Linda Andron writes about the myth of social skills, and why it is difficult to simply teach a set of rules that can be followed in all social situations. In the chapter "One Best Friend", Ruth Mandernach quotes Daniel Bell's The Coming of the Post-Industrial Society:
Now reality is the primary social world.
So the problems faced by those with Asperger syndrome are not insignificant. Although different to the difficulties of classic autism they are still likely to affect a large portion of anyone's life.

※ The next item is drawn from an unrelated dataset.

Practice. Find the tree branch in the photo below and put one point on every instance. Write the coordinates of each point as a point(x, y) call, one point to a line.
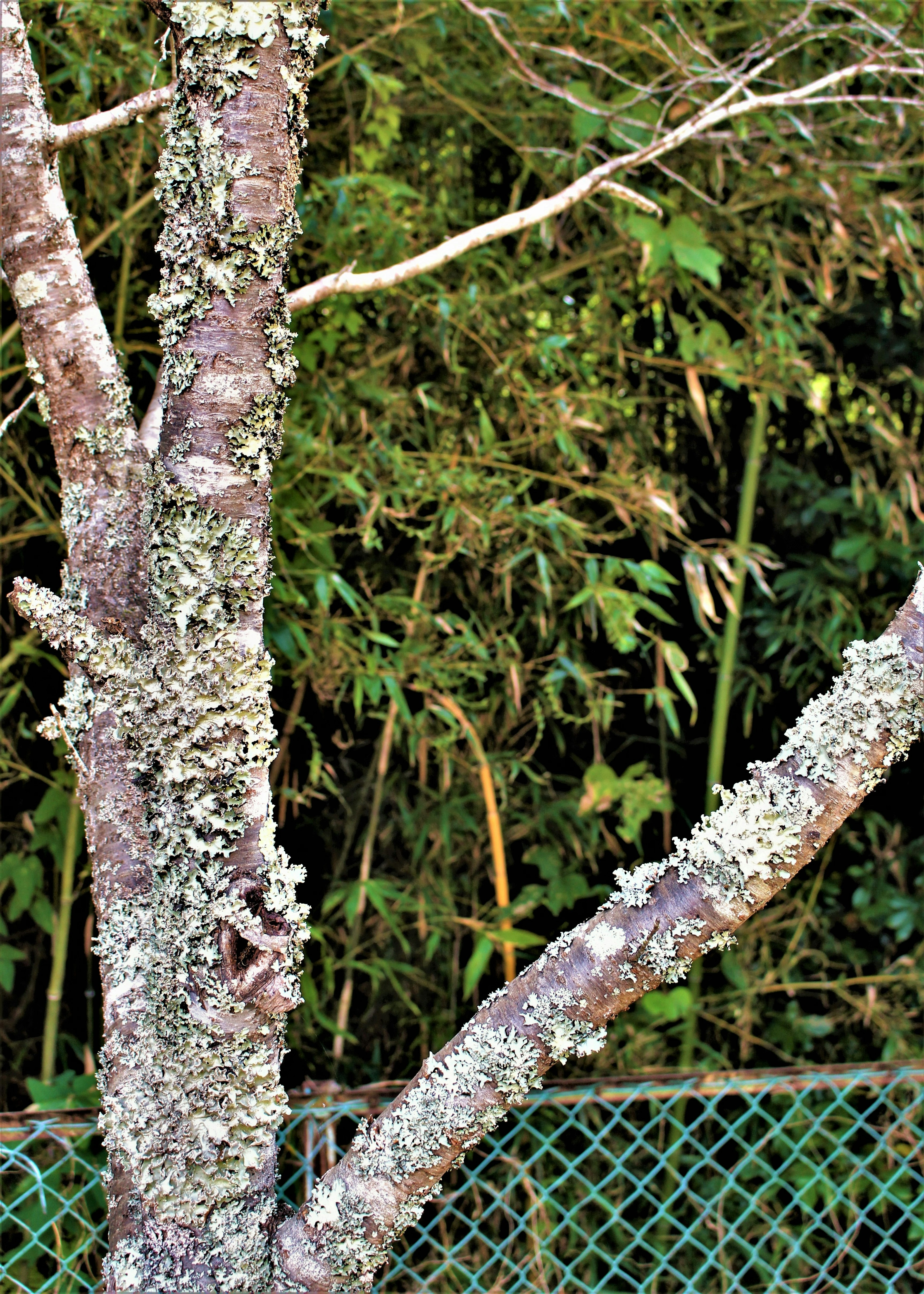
point(720, 110)
point(120, 116)
point(81, 390)
point(658, 921)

Ruth and Josh Mandernach recount their experience of the friendship of two boys who share the same diagnosis. So often we are urged to encourage those with Asperger syndrome to socialise with "normal", undiagnosed friends. It's refreshing to have someone advocate relationships between AS people. After all, they are likely to understand each other better than anyone else.

Our Journey Through High Functioning Autism and Asperger Syndrome is a brief look at Asperger syndrome and high functioning autism which will appeal most to parents, professionals and older autistics who are new to this diagnosis. Illustrated with plenty of cartoons and photos, the general writing style is light and accessible. We're not looking at a radical new approach here, just a collection of experiences of a certain type of autism that will benefit anyone who is unfamiliar with what this particular diagnosis really means in practice.